Geheimnis des italienische Grafen
…
„Hier können wir nicht reden“, fügte Marco hinzu. „Treffen wir uns heute Nachmittag im Brown’s Coffee House an der Horse Street.“
Domenico nickte, obwohl er es offensichtlich vorgezogen hätte, die Diskussion in der Trinkhalle fortzusetzen.
Ehe er sich abwandte, stieß Marco hervor: „Tritt Miss Chase nicht zu nahe. Mit alldem hat sie nichts zu tun.“
„Ach, die wunderschöne Signorina Chase …?“, erwiderte Domenico gedehnt und hob die Brauen. „Selbstverständlich hat sie nichts damit zu tun, sie ist nur eine Frau. Wie galant von dir, sie zu beschützen, amico. Wirklich, sehr galant.“
Lässig wanderte er davon, und Marco verspürte immer noch den Drang, ihn zu erwürgen – sogar noch intensiver nach der verächtlichen Andeutung, die Thalias Intelligenz galt.
Nur eine Frau? Ha! Würde Domenico die Geisteskraft und Charakterstärke der Chase-Schwestern kennen, hätte er sich ein anderes Urteil gebildet.
Auch er selbst konnte es sich nicht leisten, Thalia zu unterschätzen. Trotz seines Vorsprungs, trotz all seiner Mühe, sie zu schützen – sie befand sich nur einen Schritt hinter ihm. Und sie kam immer näher.
„Wer war das?“ Lady Riverton hängte sich bei ihm ein. „Einer Ihrer Freunde?“
„Ein alter Bekannter aus Italien.“
„Tatsächlich? Wie faszinierend er aussieht … Warum haben Sie mir diesen attraktiven Mann nicht vorgestellt, mein lieber Marco?“
„Weil er zu tun hatte“, erwiderte er kurz angebunden.
„Oh …“ Lady Riverton schmollte. „Nun, sicher werde ich ihm bald begegnen. Wollen wir uns trennen? Ich bin mit meiner Hutmacherin verabredet. Diesen Termin darf ich nicht versäumen. Und ich muss eine Schneiderin finden, die mein Kostüm für Lady Westwoods Maskenball anfertigt. Ich hatte an Anne Boleyn gedacht. Aber ich fürchte, Sie wären kein überzeugender Henry VIII. Was halten Sie von Dantes Paolo und Francesca?“
„Was immer Sie wünschen, Lady Riverton“, antwortete Marco in liebenswürdigem Ton. Aber er war mit seinen Gedanken ganz woanders – bei Domenico und Thalia.
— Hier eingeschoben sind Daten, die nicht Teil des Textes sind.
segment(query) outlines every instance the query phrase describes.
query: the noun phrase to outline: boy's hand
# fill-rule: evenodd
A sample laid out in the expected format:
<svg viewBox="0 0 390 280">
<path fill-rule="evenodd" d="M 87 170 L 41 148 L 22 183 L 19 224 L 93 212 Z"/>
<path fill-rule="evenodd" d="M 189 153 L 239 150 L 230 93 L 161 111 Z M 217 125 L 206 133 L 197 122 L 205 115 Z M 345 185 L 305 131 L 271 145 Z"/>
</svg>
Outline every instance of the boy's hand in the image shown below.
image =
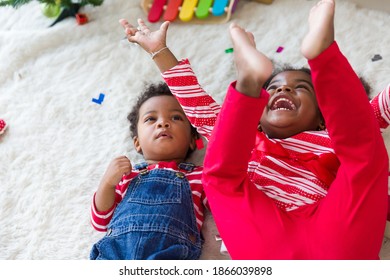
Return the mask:
<svg viewBox="0 0 390 280">
<path fill-rule="evenodd" d="M 113 159 L 107 167 L 101 180 L 103 185 L 115 187 L 122 179 L 124 174 L 131 172 L 131 162 L 125 156 Z"/>
<path fill-rule="evenodd" d="M 119 23 L 125 30 L 127 40 L 131 43 L 137 43 L 148 53 L 154 53 L 167 46 L 169 21 L 161 24 L 160 29 L 156 31 L 151 31 L 142 19 L 138 19 L 138 28 L 125 19 L 120 19 Z"/>
</svg>

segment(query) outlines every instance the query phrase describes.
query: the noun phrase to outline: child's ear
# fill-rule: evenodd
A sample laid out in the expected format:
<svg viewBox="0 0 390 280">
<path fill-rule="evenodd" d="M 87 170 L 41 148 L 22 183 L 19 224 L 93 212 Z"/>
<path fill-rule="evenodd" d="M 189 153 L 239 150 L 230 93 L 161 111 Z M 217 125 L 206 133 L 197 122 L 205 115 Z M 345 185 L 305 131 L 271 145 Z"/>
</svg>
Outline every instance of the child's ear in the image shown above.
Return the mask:
<svg viewBox="0 0 390 280">
<path fill-rule="evenodd" d="M 198 137 L 194 134 L 192 134 L 192 137 L 191 137 L 191 142 L 190 142 L 190 149 L 191 151 L 195 151 L 196 150 L 196 139 Z"/>
<path fill-rule="evenodd" d="M 326 128 L 325 122 L 324 122 L 324 121 L 321 121 L 320 124 L 318 125 L 317 130 L 318 130 L 318 131 L 321 131 L 321 130 L 325 130 L 325 128 Z"/>
<path fill-rule="evenodd" d="M 139 143 L 137 136 L 133 137 L 133 143 L 134 143 L 134 148 L 137 151 L 137 153 L 142 154 L 141 144 Z"/>
</svg>

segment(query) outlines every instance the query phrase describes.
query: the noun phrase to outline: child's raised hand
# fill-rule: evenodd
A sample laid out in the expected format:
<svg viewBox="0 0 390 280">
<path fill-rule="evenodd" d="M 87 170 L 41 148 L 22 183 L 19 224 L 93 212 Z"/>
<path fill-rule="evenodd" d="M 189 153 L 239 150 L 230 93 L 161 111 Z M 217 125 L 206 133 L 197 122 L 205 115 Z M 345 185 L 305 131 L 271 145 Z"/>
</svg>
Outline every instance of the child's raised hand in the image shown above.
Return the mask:
<svg viewBox="0 0 390 280">
<path fill-rule="evenodd" d="M 138 19 L 138 27 L 131 25 L 127 20 L 121 19 L 119 23 L 125 30 L 127 40 L 137 43 L 148 53 L 154 53 L 166 47 L 169 21 L 161 24 L 156 31 L 151 31 L 142 19 Z"/>
<path fill-rule="evenodd" d="M 334 0 L 321 0 L 310 10 L 309 32 L 301 45 L 301 52 L 307 59 L 317 57 L 333 43 L 334 14 Z"/>
<path fill-rule="evenodd" d="M 106 172 L 101 180 L 106 186 L 115 187 L 124 174 L 131 172 L 131 162 L 125 156 L 120 156 L 113 159 L 107 167 Z"/>
<path fill-rule="evenodd" d="M 272 74 L 272 62 L 256 49 L 252 33 L 235 22 L 230 25 L 229 31 L 237 69 L 236 89 L 245 95 L 258 97 L 264 82 Z"/>
</svg>

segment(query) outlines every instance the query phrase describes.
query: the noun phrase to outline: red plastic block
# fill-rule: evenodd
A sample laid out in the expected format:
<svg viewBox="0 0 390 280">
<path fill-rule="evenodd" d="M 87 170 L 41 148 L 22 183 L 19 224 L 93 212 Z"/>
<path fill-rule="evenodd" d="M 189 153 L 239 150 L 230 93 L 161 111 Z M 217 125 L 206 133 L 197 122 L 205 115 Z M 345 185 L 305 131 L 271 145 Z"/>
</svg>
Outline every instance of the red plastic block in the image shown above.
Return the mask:
<svg viewBox="0 0 390 280">
<path fill-rule="evenodd" d="M 167 3 L 167 0 L 154 0 L 152 7 L 149 10 L 148 20 L 150 22 L 159 21 L 161 15 L 164 11 L 164 5 Z"/>
<path fill-rule="evenodd" d="M 86 14 L 76 14 L 77 24 L 82 25 L 88 22 L 88 17 Z"/>
</svg>

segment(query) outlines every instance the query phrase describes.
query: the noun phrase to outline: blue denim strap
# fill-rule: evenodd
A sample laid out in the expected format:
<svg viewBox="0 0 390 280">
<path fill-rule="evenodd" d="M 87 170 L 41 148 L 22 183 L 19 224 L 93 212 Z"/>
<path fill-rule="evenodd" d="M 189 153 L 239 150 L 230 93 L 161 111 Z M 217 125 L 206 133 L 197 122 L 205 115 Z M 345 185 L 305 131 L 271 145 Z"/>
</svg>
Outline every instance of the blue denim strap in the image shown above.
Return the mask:
<svg viewBox="0 0 390 280">
<path fill-rule="evenodd" d="M 134 169 L 137 169 L 137 170 L 146 169 L 147 167 L 148 167 L 148 163 L 145 162 L 145 161 L 140 162 L 140 163 L 136 163 L 134 165 Z M 178 167 L 180 169 L 183 169 L 183 170 L 186 170 L 188 172 L 191 172 L 192 170 L 194 170 L 195 164 L 189 163 L 189 162 L 181 162 L 181 163 L 179 163 Z"/>
<path fill-rule="evenodd" d="M 179 163 L 179 168 L 191 172 L 195 168 L 195 164 L 189 162 Z"/>
<path fill-rule="evenodd" d="M 146 161 L 143 161 L 140 163 L 136 163 L 133 168 L 137 170 L 142 170 L 142 169 L 146 169 L 147 167 L 148 167 L 148 163 Z"/>
</svg>

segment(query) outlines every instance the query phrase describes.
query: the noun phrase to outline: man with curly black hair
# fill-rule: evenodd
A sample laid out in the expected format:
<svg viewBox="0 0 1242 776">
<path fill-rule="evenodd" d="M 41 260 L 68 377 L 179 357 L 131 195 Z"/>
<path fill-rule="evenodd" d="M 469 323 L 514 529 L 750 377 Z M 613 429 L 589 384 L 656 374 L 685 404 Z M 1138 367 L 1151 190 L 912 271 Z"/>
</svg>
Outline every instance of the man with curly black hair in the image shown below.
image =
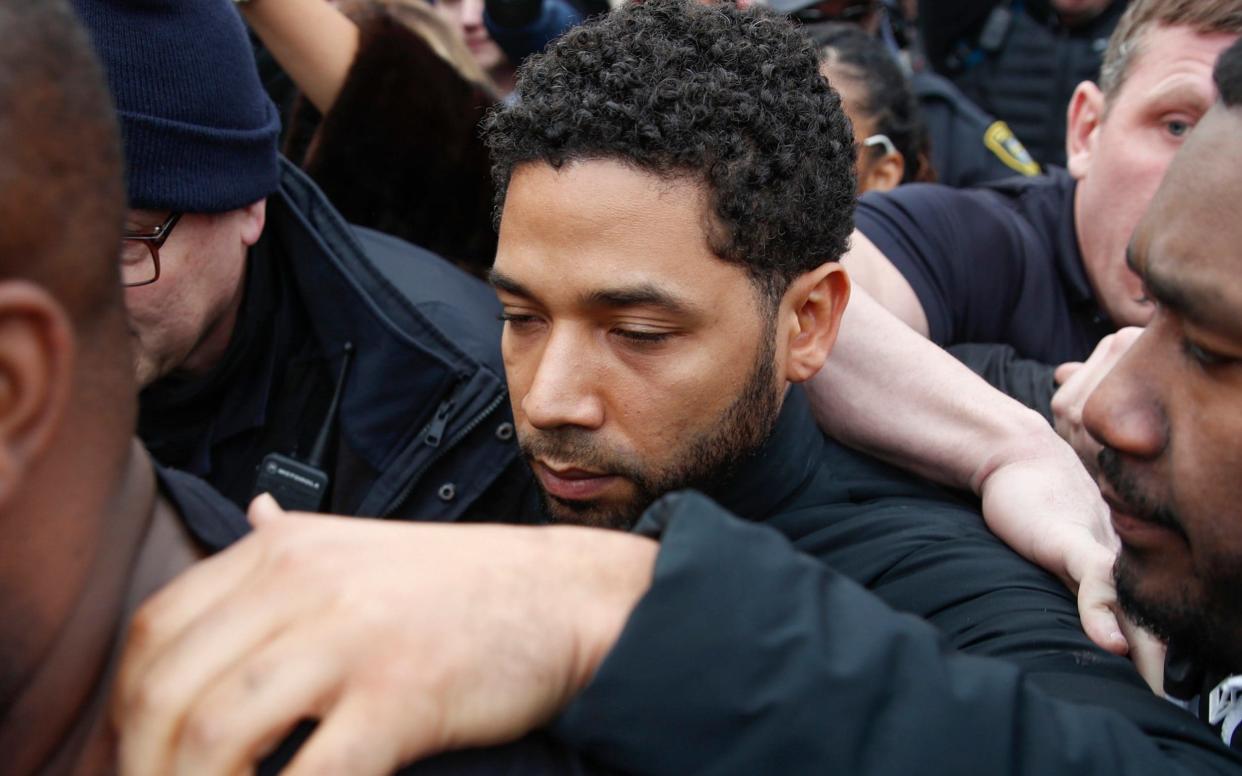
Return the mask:
<svg viewBox="0 0 1242 776">
<path fill-rule="evenodd" d="M 799 32 L 738 18 L 660 3 L 575 30 L 488 124 L 518 439 L 562 521 L 629 528 L 753 476 L 835 338 L 853 134 Z"/>
<path fill-rule="evenodd" d="M 725 44 L 737 37 L 735 11 L 684 10 L 661 3 L 629 14 L 623 35 L 575 30 L 572 56 L 527 68 L 521 100 L 486 130 L 497 215 L 515 173 L 533 162 L 560 170 L 622 160 L 695 183 L 708 193 L 708 247 L 774 305 L 794 278 L 846 250 L 853 132 L 795 28 L 760 17 Z"/>
<path fill-rule="evenodd" d="M 635 530 L 257 502 L 138 616 L 127 773 L 235 772 L 305 717 L 294 773 L 549 723 L 640 773 L 1232 762 L 974 507 L 826 440 L 789 390 L 849 289 L 849 131 L 816 64 L 763 12 L 648 0 L 525 67 L 489 134 L 515 422 L 560 522 Z M 687 486 L 711 499 L 649 504 Z"/>
</svg>

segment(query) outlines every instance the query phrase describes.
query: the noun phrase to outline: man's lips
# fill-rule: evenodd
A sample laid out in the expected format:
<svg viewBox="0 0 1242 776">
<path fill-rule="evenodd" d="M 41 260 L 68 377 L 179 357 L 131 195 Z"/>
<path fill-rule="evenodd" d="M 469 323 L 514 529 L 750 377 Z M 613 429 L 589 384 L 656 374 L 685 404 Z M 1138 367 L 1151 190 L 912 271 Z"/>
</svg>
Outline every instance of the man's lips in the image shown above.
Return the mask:
<svg viewBox="0 0 1242 776">
<path fill-rule="evenodd" d="M 1107 485 L 1100 488 L 1100 493 L 1108 504 L 1113 530 L 1117 532 L 1122 544 L 1143 548 L 1167 544 L 1170 538 L 1184 538 L 1180 532 L 1137 514 Z"/>
<path fill-rule="evenodd" d="M 590 501 L 621 479 L 614 474 L 558 467 L 542 461 L 534 461 L 531 468 L 549 495 L 566 501 Z"/>
</svg>

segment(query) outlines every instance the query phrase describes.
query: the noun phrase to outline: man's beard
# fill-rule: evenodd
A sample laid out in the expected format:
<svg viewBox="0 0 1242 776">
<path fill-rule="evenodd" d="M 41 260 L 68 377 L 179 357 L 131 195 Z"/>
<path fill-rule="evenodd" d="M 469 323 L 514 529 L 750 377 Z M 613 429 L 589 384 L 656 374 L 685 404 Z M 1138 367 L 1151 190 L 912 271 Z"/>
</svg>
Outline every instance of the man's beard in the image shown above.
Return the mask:
<svg viewBox="0 0 1242 776">
<path fill-rule="evenodd" d="M 592 432 L 573 426 L 535 431 L 522 438 L 522 452 L 528 461 L 543 458 L 572 463 L 622 477 L 634 486 L 633 498 L 615 505 L 570 501 L 541 489 L 548 514 L 559 523 L 628 531 L 665 493 L 685 488 L 710 493 L 732 479 L 737 467 L 767 440 L 780 414 L 774 323 L 769 321 L 766 326 L 764 344 L 737 398 L 707 424 L 708 431 L 682 445 L 672 463 L 662 470 L 648 470 L 633 456 L 604 450 L 597 446 Z"/>
<path fill-rule="evenodd" d="M 1139 491 L 1115 450 L 1101 451 L 1099 463 L 1101 475 L 1127 508 L 1139 513 L 1136 517 L 1186 536 L 1177 513 Z M 1242 629 L 1242 561 L 1211 557 L 1218 562 L 1206 574 L 1163 589 L 1159 597 L 1145 596 L 1142 563 L 1123 546 L 1113 565 L 1113 582 L 1118 603 L 1135 623 L 1208 665 L 1234 670 L 1242 667 L 1242 650 L 1236 640 Z"/>
</svg>

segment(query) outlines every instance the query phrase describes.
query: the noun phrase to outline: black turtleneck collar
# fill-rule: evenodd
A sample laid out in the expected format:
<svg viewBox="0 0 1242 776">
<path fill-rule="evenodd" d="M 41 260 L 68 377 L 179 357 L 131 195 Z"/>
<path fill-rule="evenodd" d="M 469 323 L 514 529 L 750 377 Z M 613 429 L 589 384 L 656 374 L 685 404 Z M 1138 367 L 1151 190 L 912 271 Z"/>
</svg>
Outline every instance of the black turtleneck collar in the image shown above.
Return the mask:
<svg viewBox="0 0 1242 776">
<path fill-rule="evenodd" d="M 800 386 L 785 393 L 776 425 L 754 453 L 739 461 L 728 482 L 707 491 L 716 503 L 747 520 L 780 511 L 822 463 L 824 437 Z"/>
</svg>

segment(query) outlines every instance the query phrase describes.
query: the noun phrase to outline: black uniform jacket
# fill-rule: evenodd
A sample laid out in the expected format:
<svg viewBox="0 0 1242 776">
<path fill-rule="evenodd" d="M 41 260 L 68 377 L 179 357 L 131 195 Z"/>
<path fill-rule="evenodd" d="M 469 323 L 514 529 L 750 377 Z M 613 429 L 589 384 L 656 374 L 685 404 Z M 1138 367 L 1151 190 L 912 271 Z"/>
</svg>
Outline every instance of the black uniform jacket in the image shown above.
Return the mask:
<svg viewBox="0 0 1242 776">
<path fill-rule="evenodd" d="M 644 517 L 654 583 L 553 729 L 580 753 L 655 774 L 1242 772 L 975 506 L 827 441 L 800 391 L 715 495 L 747 519 L 696 493 Z"/>
<path fill-rule="evenodd" d="M 1116 330 L 1083 262 L 1076 188 L 1059 168 L 974 189 L 912 183 L 864 195 L 855 220 L 914 290 L 933 342 L 1055 365 Z"/>
<path fill-rule="evenodd" d="M 329 511 L 423 520 L 536 511 L 517 454 L 493 293 L 434 254 L 351 227 L 283 165 L 245 295 L 211 374 L 141 397 L 139 435 L 166 466 L 238 504 L 269 453 L 305 459 L 331 431 Z M 329 417 L 346 343 L 353 360 Z"/>
</svg>

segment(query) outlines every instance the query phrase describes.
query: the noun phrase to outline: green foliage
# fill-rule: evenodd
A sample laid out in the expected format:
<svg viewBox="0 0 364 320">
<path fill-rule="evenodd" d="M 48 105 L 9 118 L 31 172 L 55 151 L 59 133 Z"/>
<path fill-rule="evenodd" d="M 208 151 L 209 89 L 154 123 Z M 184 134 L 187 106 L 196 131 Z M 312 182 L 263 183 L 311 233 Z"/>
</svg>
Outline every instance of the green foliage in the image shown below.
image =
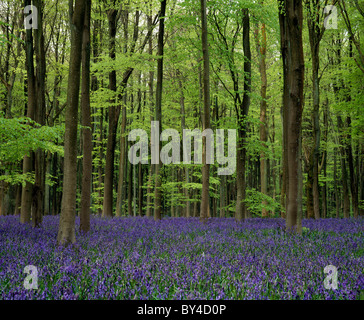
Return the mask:
<svg viewBox="0 0 364 320">
<path fill-rule="evenodd" d="M 6 119 L 0 113 L 0 167 L 7 169 L 0 180 L 11 184 L 32 182 L 33 174 L 21 174 L 14 169 L 24 156 L 41 149 L 63 156 L 62 142 L 64 126 L 40 126 L 27 117 Z"/>
<path fill-rule="evenodd" d="M 24 186 L 26 182 L 34 183 L 34 172 L 19 173 L 12 170 L 9 174 L 0 175 L 0 181 L 12 185 L 21 184 Z"/>
<path fill-rule="evenodd" d="M 265 195 L 254 188 L 246 190 L 245 203 L 247 209 L 257 216 L 261 216 L 262 210 L 273 211 L 274 213 L 280 210 L 280 203 Z"/>
</svg>

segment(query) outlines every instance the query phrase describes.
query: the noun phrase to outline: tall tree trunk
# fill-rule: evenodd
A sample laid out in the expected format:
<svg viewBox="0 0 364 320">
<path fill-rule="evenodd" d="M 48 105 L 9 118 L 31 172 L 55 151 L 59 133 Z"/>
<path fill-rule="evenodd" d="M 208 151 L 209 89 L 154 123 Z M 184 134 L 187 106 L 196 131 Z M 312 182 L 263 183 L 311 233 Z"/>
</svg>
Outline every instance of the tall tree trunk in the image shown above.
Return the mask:
<svg viewBox="0 0 364 320">
<path fill-rule="evenodd" d="M 109 56 L 115 61 L 115 36 L 117 29 L 117 10 L 111 8 L 108 12 L 109 21 Z M 109 89 L 116 95 L 116 70 L 109 73 Z M 112 98 L 109 107 L 109 132 L 106 146 L 106 163 L 104 177 L 104 202 L 102 216 L 111 218 L 113 216 L 113 178 L 114 178 L 114 157 L 116 145 L 116 130 L 120 115 L 120 105 L 115 106 L 116 97 Z"/>
<path fill-rule="evenodd" d="M 126 97 L 126 95 L 124 95 Z M 120 130 L 120 161 L 119 161 L 119 181 L 118 181 L 118 191 L 116 198 L 116 216 L 121 217 L 123 210 L 123 185 L 124 185 L 124 172 L 126 166 L 125 157 L 125 147 L 126 147 L 126 99 L 124 99 L 124 104 L 121 112 L 121 130 Z"/>
<path fill-rule="evenodd" d="M 323 165 L 322 169 L 324 171 L 324 183 L 322 188 L 322 217 L 326 218 L 328 214 L 327 210 L 327 133 L 329 127 L 329 100 L 326 98 L 324 104 L 324 132 L 323 132 L 323 141 L 325 142 L 325 150 L 323 152 Z"/>
<path fill-rule="evenodd" d="M 31 0 L 25 0 L 24 6 L 30 5 Z M 33 49 L 33 31 L 32 29 L 26 30 L 26 67 L 27 67 L 27 117 L 34 120 L 34 112 L 36 109 L 36 89 L 35 89 L 35 72 L 34 72 L 34 49 Z M 29 156 L 25 156 L 23 159 L 23 173 L 27 174 L 33 170 L 34 153 L 31 152 Z M 33 186 L 30 182 L 26 182 L 23 186 L 21 197 L 21 209 L 20 209 L 20 222 L 29 223 L 32 207 L 32 190 Z"/>
<path fill-rule="evenodd" d="M 206 0 L 201 0 L 201 39 L 203 60 L 203 130 L 210 128 L 210 58 L 207 39 Z M 200 221 L 206 223 L 209 210 L 210 165 L 207 163 L 206 136 L 202 138 L 202 192 Z"/>
<path fill-rule="evenodd" d="M 152 6 L 152 5 L 151 5 Z M 147 17 L 148 29 L 152 28 L 152 8 L 150 8 L 150 13 Z M 150 56 L 153 54 L 153 39 L 149 37 L 148 39 L 148 53 Z M 153 80 L 154 80 L 154 71 L 149 71 L 149 80 L 148 80 L 148 87 L 149 87 L 149 104 L 150 104 L 150 121 L 153 121 Z M 151 194 L 153 190 L 152 186 L 152 174 L 153 174 L 154 166 L 149 167 L 148 172 L 148 187 L 147 187 L 147 211 L 146 216 L 150 217 L 152 215 L 151 210 Z"/>
<path fill-rule="evenodd" d="M 248 217 L 245 205 L 245 168 L 246 168 L 246 147 L 247 116 L 250 107 L 251 93 L 251 50 L 250 50 L 250 19 L 249 10 L 243 9 L 243 50 L 244 50 L 244 95 L 238 114 L 238 143 L 237 143 L 237 166 L 236 166 L 236 209 L 235 219 L 241 221 Z M 249 214 L 250 215 L 250 214 Z"/>
<path fill-rule="evenodd" d="M 80 231 L 90 230 L 91 211 L 91 186 L 92 186 L 92 124 L 90 108 L 90 20 L 91 20 L 91 0 L 86 0 L 85 21 L 83 28 L 82 47 L 82 139 L 83 139 L 83 159 L 82 159 L 82 190 L 81 190 L 81 210 L 80 210 Z"/>
<path fill-rule="evenodd" d="M 77 125 L 78 95 L 81 75 L 83 21 L 86 0 L 69 1 L 71 25 L 71 53 L 68 75 L 66 132 L 64 139 L 64 179 L 61 216 L 57 243 L 67 246 L 76 242 L 76 178 L 77 178 Z"/>
<path fill-rule="evenodd" d="M 259 124 L 259 137 L 264 151 L 260 154 L 260 192 L 264 195 L 268 194 L 268 170 L 267 170 L 267 67 L 265 63 L 265 55 L 267 50 L 267 36 L 265 32 L 265 24 L 261 26 L 261 41 L 259 39 L 259 24 L 255 29 L 255 38 L 257 45 L 257 54 L 259 56 L 259 72 L 260 72 L 260 124 Z M 267 202 L 263 200 L 262 217 L 268 216 L 268 211 L 265 208 Z"/>
<path fill-rule="evenodd" d="M 41 126 L 45 125 L 45 82 L 46 82 L 46 55 L 43 34 L 43 1 L 35 0 L 38 8 L 38 29 L 34 30 L 35 58 L 36 58 L 36 110 L 35 121 Z M 32 190 L 32 225 L 39 227 L 44 214 L 45 191 L 45 152 L 36 150 L 34 157 L 35 182 Z"/>
<path fill-rule="evenodd" d="M 180 72 L 178 71 L 178 74 L 180 75 Z M 180 95 L 180 107 L 181 107 L 181 129 L 182 132 L 183 130 L 186 129 L 186 111 L 185 111 L 185 96 L 184 96 L 184 92 L 183 92 L 183 83 L 182 83 L 182 79 L 181 79 L 181 75 L 178 79 L 178 83 L 179 83 L 179 87 L 181 90 L 181 95 Z M 188 184 L 190 182 L 190 175 L 189 175 L 189 170 L 188 170 L 188 166 L 185 166 L 184 168 L 185 171 L 185 183 Z M 190 198 L 189 195 L 189 191 L 188 191 L 188 187 L 183 188 L 183 193 L 184 196 L 186 198 L 186 209 L 185 209 L 185 217 L 189 218 L 191 217 L 191 206 L 190 206 L 190 201 L 188 200 Z"/>
<path fill-rule="evenodd" d="M 319 0 L 305 0 L 308 12 L 307 26 L 312 60 L 312 130 L 313 130 L 313 176 L 312 196 L 315 219 L 320 218 L 319 158 L 320 158 L 320 42 L 325 31 L 322 8 Z"/>
<path fill-rule="evenodd" d="M 158 32 L 158 62 L 157 62 L 157 88 L 156 88 L 156 103 L 155 103 L 155 120 L 159 121 L 159 133 L 162 132 L 162 84 L 163 84 L 163 52 L 164 52 L 164 19 L 166 16 L 167 0 L 161 1 L 161 11 L 159 16 L 159 32 Z M 158 137 L 159 138 L 159 137 Z M 158 153 L 161 150 L 161 141 L 159 144 Z M 162 205 L 162 181 L 160 170 L 162 162 L 158 154 L 158 163 L 155 164 L 155 187 L 154 187 L 154 220 L 161 220 L 161 205 Z"/>
<path fill-rule="evenodd" d="M 129 11 L 126 9 L 123 11 L 123 31 L 124 31 L 124 39 L 125 39 L 125 46 L 124 46 L 124 53 L 128 51 L 128 16 Z M 150 18 L 151 19 L 151 18 Z M 149 21 L 149 20 L 148 20 Z M 119 160 L 119 180 L 118 180 L 118 190 L 116 196 L 116 216 L 120 217 L 123 214 L 123 191 L 124 190 L 124 180 L 125 180 L 125 172 L 127 169 L 126 164 L 126 103 L 127 103 L 127 91 L 124 90 L 123 92 L 123 107 L 121 111 L 121 128 L 120 128 L 120 160 Z"/>
<path fill-rule="evenodd" d="M 302 232 L 301 122 L 304 59 L 302 47 L 302 0 L 278 0 L 283 75 L 283 135 L 288 170 L 286 228 Z M 283 10 L 282 10 L 283 9 Z"/>
</svg>

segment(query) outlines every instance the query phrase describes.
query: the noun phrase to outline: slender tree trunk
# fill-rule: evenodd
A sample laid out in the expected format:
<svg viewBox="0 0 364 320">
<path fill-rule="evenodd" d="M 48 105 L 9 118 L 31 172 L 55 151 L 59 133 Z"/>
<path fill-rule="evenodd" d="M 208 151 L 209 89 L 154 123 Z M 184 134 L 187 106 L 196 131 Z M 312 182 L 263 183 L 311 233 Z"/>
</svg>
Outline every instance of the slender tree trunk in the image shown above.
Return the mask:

Eine böse Ahnung stieg in ihm auf, das beklemmende Gefühl, an diesem Morgen hätten sich die Dinge noch zusätzlich kompliziert.
12. KAPITEL
„Soeben ist die Post eingetroffen, Miss Chase“, meldete der Butler und präsentierte Thalia einen Stapel Briefe auf seinem Silbertablett.
„Danke.“ Thalia blickte von ihrem Manuskript auf. Seit der neuen Inspiration kam sie sehr gut mit der Arbeit an ihrem Theaterstück voran. Gerade wollte sie eine neue Person in die Handlung einführen – einen attraktiven Mann von sonnigem Gemüt, der Isabella vielleicht vor ihrem mysteriösen Gemahl retten würde.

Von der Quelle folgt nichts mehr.